En Belgique, les mineurs étrangers non accompagnés (MENA) sont plus fragiles que jamais. Séparés de leur famille. Ils ont vécu des événements traumatisants. Ces mineurs sont confrontés simultanément à leur situation d’exil et au processus « adolescentaire ». Vient s’ajouter : le passage à la majorité. Qui signifie une transition rapide vers une autonomie totale. Ce qui n’est pas sans répercussions sur leur santé mentale. Les rendant plus vulnérables.

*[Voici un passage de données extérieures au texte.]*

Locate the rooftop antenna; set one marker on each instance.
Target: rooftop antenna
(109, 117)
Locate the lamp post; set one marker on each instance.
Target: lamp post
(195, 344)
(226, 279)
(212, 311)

Une chute libre. Voilà comment les professionnels en charge de l’accompagnement des MENA définissent le passage à l’autonomie et à la majorité. Et qui dit majorité, dit aussi responsabilités. Leur statut juridique change. Dans les faits, l’adolescent va se voir basculer du « monde de l’enfant » au « monde de l’adulte ». Il va devoir se débrouiller seul et affronter les difficultés de la société, explique un rapport publié par l’UVCW.

Des problèmes psychiques mal pris en charge

Selon une étude de CRéSaM, le rude parcours d’un MENA se constitue d’événements traumatisants. Conséquence ? Un impact négatif sur le bien-être psychosocial et sur la santé mentale. Frappant. Est le nombre de MENA souffrant toujours de problèmes psychiques importants. Quels sont-ils? Eh bien, la dépression, le syndrome de stress post-traumatique et les troubles anxieux. Malheureusement, les MENA se retrouvent assez souvent dans des structures d’accueil inadaptées. Avec trop peu de moyens. Résultat? Une mauvaise prise en charge de leur santé mentale.